We’re sure it seemed like a brilliant idea when implemented: Stop printing newspapers, save tons of money on production costs, and simply charge your readers to view the news online. And why wouldn’t it work, they thought? If people are willing to pay for news in print, why wouldn’t they pay for that same news online?
A few years into this great news publishing experiment, and research is showing that this business model doesn’t hold water.
“Despite news organizations’ efforts to offer readers more ways to pay for digital news, only about 10 percent of online users worldwide are actually paying, according to a new report from Reuters,” notes Kristen Hare in Poynter.org.

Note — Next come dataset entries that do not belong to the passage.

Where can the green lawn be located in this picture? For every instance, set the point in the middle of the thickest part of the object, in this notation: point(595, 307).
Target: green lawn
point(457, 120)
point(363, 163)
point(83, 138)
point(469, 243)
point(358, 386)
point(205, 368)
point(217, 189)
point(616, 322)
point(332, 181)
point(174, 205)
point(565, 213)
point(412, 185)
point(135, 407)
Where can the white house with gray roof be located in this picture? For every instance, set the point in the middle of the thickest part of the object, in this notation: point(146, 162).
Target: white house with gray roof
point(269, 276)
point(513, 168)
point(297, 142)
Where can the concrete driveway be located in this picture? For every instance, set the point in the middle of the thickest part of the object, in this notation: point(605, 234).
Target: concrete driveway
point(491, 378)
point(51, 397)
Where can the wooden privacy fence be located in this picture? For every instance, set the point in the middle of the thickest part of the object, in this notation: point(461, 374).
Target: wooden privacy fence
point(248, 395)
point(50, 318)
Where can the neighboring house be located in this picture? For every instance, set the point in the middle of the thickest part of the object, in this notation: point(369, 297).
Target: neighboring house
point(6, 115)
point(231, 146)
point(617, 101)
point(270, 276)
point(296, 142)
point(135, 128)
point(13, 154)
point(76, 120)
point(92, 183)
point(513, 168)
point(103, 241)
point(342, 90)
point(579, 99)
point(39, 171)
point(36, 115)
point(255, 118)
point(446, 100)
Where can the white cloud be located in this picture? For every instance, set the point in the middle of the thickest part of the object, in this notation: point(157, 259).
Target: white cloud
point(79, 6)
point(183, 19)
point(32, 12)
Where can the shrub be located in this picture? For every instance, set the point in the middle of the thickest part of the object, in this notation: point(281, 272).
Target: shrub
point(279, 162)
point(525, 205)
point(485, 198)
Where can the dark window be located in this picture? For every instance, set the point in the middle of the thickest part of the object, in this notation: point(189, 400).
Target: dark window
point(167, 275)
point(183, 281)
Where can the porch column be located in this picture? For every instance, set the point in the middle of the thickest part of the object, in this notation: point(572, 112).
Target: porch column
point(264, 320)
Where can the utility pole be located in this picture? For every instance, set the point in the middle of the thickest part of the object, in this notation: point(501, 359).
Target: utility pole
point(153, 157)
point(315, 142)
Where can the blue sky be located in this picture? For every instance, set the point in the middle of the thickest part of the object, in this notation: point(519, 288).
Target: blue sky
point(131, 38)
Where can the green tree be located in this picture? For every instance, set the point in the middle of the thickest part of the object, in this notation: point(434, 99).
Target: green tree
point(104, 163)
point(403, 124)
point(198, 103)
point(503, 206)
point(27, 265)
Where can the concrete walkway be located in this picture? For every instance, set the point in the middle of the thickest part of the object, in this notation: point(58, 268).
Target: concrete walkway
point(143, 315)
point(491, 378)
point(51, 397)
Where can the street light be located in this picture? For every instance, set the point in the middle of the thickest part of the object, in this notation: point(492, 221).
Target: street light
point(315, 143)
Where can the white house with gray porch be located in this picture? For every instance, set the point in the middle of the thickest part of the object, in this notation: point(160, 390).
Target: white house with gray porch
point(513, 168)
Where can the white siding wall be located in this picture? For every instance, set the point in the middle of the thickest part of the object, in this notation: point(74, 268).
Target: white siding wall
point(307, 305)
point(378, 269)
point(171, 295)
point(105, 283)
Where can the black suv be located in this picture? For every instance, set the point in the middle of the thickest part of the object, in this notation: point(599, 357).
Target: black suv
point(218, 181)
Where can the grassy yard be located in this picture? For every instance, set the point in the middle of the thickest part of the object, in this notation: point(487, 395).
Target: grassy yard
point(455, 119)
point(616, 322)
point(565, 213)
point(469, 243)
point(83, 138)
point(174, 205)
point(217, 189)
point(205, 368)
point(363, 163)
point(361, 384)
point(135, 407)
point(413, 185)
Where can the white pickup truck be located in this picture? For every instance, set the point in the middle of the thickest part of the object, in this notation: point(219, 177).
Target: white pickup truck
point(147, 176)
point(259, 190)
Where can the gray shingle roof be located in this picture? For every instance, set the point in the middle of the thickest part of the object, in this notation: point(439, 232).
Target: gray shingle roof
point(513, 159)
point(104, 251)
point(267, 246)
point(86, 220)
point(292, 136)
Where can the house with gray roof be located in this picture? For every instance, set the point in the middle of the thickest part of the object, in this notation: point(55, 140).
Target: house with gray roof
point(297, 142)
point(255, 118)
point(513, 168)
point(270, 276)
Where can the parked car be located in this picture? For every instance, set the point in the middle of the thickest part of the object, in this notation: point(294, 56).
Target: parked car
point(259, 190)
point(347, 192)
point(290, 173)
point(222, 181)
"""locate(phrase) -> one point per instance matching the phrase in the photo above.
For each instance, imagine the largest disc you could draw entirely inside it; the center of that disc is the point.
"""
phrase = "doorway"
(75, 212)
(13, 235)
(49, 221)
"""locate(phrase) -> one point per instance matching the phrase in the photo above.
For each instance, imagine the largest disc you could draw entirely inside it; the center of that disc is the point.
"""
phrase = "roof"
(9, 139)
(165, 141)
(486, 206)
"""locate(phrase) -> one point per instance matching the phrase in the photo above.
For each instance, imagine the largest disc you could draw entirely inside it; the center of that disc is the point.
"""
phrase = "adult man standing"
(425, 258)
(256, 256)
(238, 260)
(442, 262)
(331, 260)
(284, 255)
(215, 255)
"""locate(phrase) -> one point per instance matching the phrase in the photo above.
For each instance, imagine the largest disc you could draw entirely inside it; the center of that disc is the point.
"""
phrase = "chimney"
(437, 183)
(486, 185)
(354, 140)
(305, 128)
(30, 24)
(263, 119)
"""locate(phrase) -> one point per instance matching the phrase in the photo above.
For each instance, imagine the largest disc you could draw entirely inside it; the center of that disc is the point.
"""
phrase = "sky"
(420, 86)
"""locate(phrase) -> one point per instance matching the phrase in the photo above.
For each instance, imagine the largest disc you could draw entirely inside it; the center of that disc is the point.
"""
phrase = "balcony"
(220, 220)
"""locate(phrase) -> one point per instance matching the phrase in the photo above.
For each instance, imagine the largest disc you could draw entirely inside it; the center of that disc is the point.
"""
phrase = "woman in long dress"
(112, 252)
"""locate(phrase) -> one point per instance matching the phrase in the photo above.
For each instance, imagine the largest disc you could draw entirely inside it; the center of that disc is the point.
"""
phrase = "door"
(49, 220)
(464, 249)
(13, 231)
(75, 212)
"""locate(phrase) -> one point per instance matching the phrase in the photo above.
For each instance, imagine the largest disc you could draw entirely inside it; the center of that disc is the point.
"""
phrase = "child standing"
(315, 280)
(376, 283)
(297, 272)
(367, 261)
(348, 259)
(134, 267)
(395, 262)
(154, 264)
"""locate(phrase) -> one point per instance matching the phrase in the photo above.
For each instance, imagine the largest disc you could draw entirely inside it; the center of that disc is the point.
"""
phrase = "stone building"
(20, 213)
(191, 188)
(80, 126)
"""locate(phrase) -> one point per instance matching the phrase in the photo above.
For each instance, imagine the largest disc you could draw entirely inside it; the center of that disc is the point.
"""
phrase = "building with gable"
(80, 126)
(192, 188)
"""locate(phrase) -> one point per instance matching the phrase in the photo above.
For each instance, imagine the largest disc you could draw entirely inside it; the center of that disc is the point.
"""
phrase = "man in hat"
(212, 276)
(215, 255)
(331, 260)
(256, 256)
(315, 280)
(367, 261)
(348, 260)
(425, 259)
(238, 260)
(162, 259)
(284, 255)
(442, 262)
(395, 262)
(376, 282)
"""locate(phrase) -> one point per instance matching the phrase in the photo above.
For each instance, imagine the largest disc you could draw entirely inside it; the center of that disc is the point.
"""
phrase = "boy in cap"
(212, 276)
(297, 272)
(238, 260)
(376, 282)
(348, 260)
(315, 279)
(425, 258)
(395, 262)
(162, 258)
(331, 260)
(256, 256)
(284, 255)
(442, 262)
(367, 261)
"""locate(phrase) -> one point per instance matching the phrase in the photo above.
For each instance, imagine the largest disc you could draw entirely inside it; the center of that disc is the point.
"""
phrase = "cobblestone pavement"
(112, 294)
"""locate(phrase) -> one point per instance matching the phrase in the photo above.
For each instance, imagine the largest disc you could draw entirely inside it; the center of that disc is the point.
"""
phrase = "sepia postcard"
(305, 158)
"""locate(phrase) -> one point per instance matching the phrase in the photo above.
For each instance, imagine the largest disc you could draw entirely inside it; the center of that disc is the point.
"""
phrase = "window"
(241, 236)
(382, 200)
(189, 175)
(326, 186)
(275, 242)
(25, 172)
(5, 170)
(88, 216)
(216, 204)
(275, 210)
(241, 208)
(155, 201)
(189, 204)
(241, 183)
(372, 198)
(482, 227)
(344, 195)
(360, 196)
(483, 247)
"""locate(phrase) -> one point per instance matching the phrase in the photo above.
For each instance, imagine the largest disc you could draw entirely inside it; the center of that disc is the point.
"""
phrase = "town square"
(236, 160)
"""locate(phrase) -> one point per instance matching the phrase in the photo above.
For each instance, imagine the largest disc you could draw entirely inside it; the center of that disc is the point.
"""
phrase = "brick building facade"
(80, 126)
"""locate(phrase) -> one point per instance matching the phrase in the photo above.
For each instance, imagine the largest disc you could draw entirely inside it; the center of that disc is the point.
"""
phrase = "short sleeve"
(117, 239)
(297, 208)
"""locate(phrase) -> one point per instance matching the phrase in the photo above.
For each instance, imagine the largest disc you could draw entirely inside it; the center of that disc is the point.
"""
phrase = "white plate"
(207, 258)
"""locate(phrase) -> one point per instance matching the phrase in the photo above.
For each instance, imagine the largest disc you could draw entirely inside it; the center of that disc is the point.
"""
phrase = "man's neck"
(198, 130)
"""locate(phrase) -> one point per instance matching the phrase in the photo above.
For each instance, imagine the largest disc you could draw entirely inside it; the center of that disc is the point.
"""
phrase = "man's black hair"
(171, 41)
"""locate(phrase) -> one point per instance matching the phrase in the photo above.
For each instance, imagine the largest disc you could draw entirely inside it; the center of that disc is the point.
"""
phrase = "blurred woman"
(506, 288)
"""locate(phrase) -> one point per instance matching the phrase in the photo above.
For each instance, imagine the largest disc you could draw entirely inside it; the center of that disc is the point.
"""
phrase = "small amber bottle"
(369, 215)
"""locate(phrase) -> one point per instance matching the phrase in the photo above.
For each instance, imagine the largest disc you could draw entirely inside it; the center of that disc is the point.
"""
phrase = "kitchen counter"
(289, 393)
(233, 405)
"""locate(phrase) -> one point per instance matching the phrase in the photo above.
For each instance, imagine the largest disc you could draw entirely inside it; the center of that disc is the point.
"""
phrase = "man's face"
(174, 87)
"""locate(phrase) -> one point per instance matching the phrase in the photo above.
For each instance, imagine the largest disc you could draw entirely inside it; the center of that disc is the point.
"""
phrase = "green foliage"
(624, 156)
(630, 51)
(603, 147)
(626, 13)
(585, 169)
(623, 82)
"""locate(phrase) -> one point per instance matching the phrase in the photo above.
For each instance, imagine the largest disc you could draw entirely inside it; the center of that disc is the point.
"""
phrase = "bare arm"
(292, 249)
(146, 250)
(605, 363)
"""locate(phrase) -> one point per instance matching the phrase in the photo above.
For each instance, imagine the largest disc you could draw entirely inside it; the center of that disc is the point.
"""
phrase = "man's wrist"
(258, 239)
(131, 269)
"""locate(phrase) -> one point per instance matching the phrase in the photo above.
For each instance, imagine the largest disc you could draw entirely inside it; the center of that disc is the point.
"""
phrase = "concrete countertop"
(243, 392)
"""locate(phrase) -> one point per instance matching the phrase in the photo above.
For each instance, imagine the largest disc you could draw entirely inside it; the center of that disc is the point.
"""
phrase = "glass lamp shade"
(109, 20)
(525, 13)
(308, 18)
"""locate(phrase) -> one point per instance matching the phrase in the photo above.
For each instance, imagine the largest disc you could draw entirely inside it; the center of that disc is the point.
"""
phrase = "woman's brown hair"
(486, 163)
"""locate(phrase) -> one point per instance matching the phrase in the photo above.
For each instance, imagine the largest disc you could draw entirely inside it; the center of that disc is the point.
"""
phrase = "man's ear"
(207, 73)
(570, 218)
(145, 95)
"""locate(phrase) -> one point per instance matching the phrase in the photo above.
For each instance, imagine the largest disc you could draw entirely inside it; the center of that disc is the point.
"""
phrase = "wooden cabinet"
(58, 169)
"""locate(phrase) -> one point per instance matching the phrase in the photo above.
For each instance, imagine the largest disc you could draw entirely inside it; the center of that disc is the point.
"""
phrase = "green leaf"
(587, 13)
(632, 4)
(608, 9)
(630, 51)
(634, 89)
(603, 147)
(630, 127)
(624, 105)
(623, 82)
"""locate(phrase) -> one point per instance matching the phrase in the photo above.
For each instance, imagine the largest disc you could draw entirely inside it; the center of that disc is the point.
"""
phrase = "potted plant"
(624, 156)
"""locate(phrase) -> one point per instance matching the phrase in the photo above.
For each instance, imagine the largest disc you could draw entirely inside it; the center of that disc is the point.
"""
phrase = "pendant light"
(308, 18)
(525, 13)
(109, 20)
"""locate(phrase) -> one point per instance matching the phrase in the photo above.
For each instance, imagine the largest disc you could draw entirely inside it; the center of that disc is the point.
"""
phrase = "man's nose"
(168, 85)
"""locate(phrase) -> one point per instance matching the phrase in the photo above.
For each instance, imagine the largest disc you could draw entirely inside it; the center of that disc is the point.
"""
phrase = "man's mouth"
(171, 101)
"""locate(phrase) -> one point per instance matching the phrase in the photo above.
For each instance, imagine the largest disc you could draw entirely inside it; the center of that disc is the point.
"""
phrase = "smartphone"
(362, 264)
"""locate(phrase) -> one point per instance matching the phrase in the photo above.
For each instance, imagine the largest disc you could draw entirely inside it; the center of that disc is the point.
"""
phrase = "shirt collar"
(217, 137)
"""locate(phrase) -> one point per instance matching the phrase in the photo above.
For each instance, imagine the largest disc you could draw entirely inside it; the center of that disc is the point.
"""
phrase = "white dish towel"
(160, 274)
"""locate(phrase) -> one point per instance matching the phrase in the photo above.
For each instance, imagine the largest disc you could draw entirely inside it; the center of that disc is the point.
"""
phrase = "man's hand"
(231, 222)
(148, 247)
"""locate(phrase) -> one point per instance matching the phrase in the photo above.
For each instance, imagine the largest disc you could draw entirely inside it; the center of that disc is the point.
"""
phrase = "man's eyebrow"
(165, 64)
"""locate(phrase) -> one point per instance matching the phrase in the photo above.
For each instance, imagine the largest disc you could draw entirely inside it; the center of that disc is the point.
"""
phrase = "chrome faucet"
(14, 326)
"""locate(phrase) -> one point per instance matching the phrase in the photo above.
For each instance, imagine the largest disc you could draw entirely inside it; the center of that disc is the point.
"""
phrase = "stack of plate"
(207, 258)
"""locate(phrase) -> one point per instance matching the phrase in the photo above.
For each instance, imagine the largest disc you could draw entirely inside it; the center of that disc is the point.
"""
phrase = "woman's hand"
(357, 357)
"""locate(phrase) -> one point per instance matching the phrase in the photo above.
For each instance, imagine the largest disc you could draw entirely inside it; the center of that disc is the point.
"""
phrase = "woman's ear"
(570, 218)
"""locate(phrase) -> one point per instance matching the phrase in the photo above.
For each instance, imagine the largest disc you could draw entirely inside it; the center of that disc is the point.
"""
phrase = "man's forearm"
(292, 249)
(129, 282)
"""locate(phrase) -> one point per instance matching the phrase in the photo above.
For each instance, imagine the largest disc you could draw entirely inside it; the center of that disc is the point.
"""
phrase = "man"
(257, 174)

With more than half of all news organizations in the United States using paywalls, the industry is experiencing an interesting phenomenon, according to the Reuters Institute Digital News Report 2014.
“After a sharp upturn in 2012–13 – when a large number of paywalls were introduced – our data show very little change in the absolute number of people paying for digital news over the past year. In most countries the number paying for any news is hovering around 10% of online users and in some cases less than that,” states the report.
More tellingly, the next line in the report which indicates that, at least in the United States, the paid online news industry may have hit the wall, literally.
“…our findings are consistent with the recent Pew research report in the United States which suggests that industry activity does not necessarily mean more individuals are paying for news but rather that ‘more revenue is being squeezed out of a smaller, or at least flat, number of paying consumers’.”
Hare notes two other facts from the Reuters report:
- Of those who do pay for news, a higher proportion is paying for online subscriptions. The figure rose from 43 percent to 59 percent, compared with a one-off payment like a day pass or app download.
- Sixty-one percent of people who pay for their news around the world are male, more than half have a Master’s or Bachelor’s degree, and about 42 percent get their news on a tablet.
The news publishing industry seems to be in a tricky place, as they don’t appear able to convince their readers that the news is worth more than the digital screen it’s printed on. Print news had real tangible value, a quarter on the counter with your cup of coffee. Seems something’s been lost in the move to digital.